EXAMPLE 14 preparation of chemical modification of fusidic acid (FA-E-14)
300mg (0.581mmol) of fusidic acid and 142mg (1.161mmol) of 4-Dimethylaminopyridine (DMAP) are weighed into a 50mL magneton-containing round-bottom flask, 10mL of ultra-dry anhydrous dichloromethane is weighed into the flask under the protection of nitrogen, 0.94mL (1.161mmol) of pyridine is added by a syringe after the complete dissolution under the protection of nitrogen at room temperature, the stirring is carried out for about 20min under the protection of nitrogen, finally 320mg (1.743mmol) of p-dimethylaminobenzoyl chloride in three times is added, and the reaction is carried out for 2h under the protection of nitrogen at room temperature. Detecting reaction endpoint by TLC (developing agent: dichloromethane: ethyl acetate: 3: 1, developer: methanol: acetic acid: concentrated sulfuric acid: anisaldehyde (volume ratio): 85: 10: 5: 0.5), washing, extracting and drying to obtain crude product of compound FA-E-14, purifying by silica gel column chromatography (eluent: dichloromethane: ethyl acetate: 6: 1) to obtain compound FA-E-14 with molecular structural formula shown in FIG. 14, white solid, and Rf0.35 (developing solvent: dichloromethane: ethyl acetate: 3: 1), yield: 70 percent. And by nuclear magnetic resonance1H NMR、13C NMR analysis, high-resolution mass spectrum, melting point and the like. Melting point: 105-106 ℃;1H NMR(400MHz, Chloroform-d)7.99-7.92(m,1H),7.89-7.81(m,1H),6.64(dd,J=13.3,8.9Hz, 2H),5.87(dd,J=16.1,8.4Hz,1H),5.12(dt,J=15.1,7.4Hz,1H),4.36(p,J=3.2, 2.8Hz,1H),3.75(d,J=2.9Hz,1H),3.06(d,J=1.8Hz,8H),2.59-2.43(m,2H), 2.34(td,J=14.1,13.6,5.1Hz,1H),2.29-2.07(m,4H),2.03(s,2H),1.86(ddd,J= 16.9,12.0,3.0Hz,2H),1.76(dd,J=11.6,6.2Hz,2H),1.67(s,3H),1.56(d,J=3.1 Hz,5H),1.55-1.48(m,1H),1.38(d,J=2.1Hz,3H),1.36-1.24(m,2H),1.11(dq,J =16.1,9.0Hz,2H),0.97(d,J=3.1Hz,3H),0.95-0.87(m,6H);13C NMR(101 MHz,CDCl3)171.22,166.04,162.63,154.29,151.57,132.87,132.76,132.15, 129.66,123.14,115.17,110.96,110.86,74.33,71.55,68.41,49.39,48.85,44.52, 40.22,40.15,39.61,39.20,37.16,36.40,36.26,35.60,32.45,30.39,30.05,29.15, 28.82,25.90,24.27,22.98,21.26,20.92,18.06,18.02, 16.07; high resolution mass spectrum HRMS (ESI): C40H57NNaO7(686.4027)[M+Na]+686.4033. From the data in Table 1 below, it can be seen that the chemical modification of fusidic acid (FA-E-14) has higher antibacterial activity against Staphylococcus aureus and Staphylococcus epidermidis than the parent fusidic acid.

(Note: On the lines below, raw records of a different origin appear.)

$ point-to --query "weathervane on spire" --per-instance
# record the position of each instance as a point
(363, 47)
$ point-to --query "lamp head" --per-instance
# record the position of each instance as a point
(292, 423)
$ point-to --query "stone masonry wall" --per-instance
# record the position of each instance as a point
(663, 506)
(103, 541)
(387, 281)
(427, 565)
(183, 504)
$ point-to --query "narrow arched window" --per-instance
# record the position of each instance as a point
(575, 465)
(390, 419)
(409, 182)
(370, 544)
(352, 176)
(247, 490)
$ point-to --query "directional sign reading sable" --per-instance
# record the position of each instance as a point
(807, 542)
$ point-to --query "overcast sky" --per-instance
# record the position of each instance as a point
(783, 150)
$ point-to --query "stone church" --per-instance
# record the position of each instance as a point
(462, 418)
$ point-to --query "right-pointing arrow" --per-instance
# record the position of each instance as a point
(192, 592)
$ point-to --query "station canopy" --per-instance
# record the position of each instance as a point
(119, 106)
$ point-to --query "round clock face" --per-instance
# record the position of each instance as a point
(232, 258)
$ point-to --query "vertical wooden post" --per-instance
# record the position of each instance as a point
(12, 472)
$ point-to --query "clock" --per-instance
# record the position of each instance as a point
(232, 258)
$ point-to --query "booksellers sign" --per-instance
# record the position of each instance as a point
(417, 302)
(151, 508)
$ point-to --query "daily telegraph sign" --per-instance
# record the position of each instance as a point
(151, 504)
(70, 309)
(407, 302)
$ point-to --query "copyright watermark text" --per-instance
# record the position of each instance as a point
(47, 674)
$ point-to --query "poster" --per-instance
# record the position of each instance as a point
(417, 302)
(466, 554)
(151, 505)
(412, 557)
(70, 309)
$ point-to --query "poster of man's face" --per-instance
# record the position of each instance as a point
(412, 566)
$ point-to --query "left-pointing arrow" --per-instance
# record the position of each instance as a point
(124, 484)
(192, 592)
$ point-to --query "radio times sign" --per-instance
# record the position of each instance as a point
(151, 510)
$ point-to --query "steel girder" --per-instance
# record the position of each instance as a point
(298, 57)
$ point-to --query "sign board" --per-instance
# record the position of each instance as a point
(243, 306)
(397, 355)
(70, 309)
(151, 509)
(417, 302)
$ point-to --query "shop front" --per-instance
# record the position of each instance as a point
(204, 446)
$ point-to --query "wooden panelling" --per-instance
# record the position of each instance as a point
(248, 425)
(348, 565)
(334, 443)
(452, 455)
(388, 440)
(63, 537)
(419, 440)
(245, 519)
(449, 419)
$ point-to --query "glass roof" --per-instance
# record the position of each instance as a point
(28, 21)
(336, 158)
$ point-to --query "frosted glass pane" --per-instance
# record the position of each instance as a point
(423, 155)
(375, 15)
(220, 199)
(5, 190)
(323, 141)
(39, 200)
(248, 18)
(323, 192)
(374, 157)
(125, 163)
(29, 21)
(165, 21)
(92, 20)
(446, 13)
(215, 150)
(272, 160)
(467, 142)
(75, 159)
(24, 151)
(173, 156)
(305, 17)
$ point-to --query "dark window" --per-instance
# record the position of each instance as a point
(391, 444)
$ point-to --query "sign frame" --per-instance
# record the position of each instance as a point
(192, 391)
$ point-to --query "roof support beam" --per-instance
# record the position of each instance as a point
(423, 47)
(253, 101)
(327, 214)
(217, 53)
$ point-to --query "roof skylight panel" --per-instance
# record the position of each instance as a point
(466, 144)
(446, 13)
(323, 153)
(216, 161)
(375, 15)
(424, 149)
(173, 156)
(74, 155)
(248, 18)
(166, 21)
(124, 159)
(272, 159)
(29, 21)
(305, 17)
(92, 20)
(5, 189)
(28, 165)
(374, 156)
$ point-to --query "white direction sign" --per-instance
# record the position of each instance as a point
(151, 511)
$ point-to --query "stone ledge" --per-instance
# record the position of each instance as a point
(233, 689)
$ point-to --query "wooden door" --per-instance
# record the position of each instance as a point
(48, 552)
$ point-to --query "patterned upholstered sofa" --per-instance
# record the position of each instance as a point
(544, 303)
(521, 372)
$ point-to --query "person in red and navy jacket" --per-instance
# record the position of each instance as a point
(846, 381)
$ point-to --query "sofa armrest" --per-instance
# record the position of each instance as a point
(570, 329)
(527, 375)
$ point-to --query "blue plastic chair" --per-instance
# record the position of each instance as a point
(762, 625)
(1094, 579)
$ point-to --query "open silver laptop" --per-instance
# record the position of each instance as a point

EXAMPLE 15 preparation of chemical modification of fusidic acid (FA-E-15)
300mg (0.581mmol) of fusidic acid and 142mg (1.161mmol) of 4-Dimethylaminopyridine (DMAP) are weighed into a 50mL magneton-containing round-bottom flask, 10mL of ultra-dry anhydrous dichloromethane is weighed into the flask under the protection of nitrogen, 0.94mL (1.161mmol) of pyridine is added by a syringe after the complete dissolution under the protection of nitrogen at room temperature, the stirring is carried out for about 20min under the protection of nitrogen, finally three times of biphenyl 4-formyl chloride 377mg (1.743mmol) is added, and the reaction is carried out for 2h under the protection of nitrogen at room temperature. Detecting reaction endpoint by TLC (developing agent: dichloromethane: ethyl acetate: 3: 1, developer: methanol: acetic acid: concentrated sulfuric acid: anisaldehyde (volume ratio): 85: 10: 5: 0.5), washing, extracting and drying to obtain crude product of compound FA-E-15, purifying by silica gel column chromatography (eluent: dichloromethane: ethyl acetate: 6: 1) to obtain compound FA-E-15 with molecular structural formula shown in FIG. 15, white solid, and Rf0.44 (developing solvent: dichloromethane: ethyl acetate: 3: 1), yield: 78 percent. And by nuclear magnetic resonance1H NMR、13C NMR analysis, high-resolution mass spectrum, melting point and the like. Melting point: 90-91 ℃;1H NMR(400MHz,Chloroform-d)8.08 (d,J=8.2Hz,2H),7.69(d,J=8.1Hz,2H),7.62(d,J=7.2Hz,2H),7.48(dd,J= 8.4,6.5Hz,2H),7.41(dd,J=8.4,6.0Hz,1H),5.15(t,J=7.3Hz,1H),4.38(q,J= 2.7Hz,1H),3.76(q,J=2.7Hz,1H),2.57(tq,J=14.1,7.2,6.8Hz,2H),2.37(dt,J =13.9,3.6Hz,1H),2.29(dd,J=13.8,5.4Hz,1H),2.26-2.08(m,4H),2.05(s,3H), 1.95-1.81(m,2H),1.80-1.70(m,4H),1.68(s,3H),1.64-1.57(m,6H),1.52(dd,J= 12.3,3.6Hz,1H),1.40(s,3H),1.34(d,J=14.3Hz,1H),1.19-1.06(m,2H),0.99 (s,3H),0.96(s,3H),0.92(d,J=6.7Hz,3H);13C NMR(101MHz,CDCl3) 171.11,165.08,162.40,153.16,147.20,139.77,133.12,131.11,129.16,129.13, 128.60,127.72,127.54,127.47,122.94,74.35,71.50,68.36,49.40,48.93,44.81, 39.63,39.23,37.19,36.38,36.26,35.57,32.49,30.42,30.07,29.12,28.85,25.90, 24.34,22.98,21.23,20.90,18.13,18.03, 16.08; high resolution mass spectrum HRMS (ESI): C44H56NaO7(719.3918)[M+Na]+719.3920. From the data in Table 1 below, it can be seen that the antimicrobial activity of the chemical modification of fusidic acid (FA-E-15) is higher for three staphylococci than for the parent fusidic acid.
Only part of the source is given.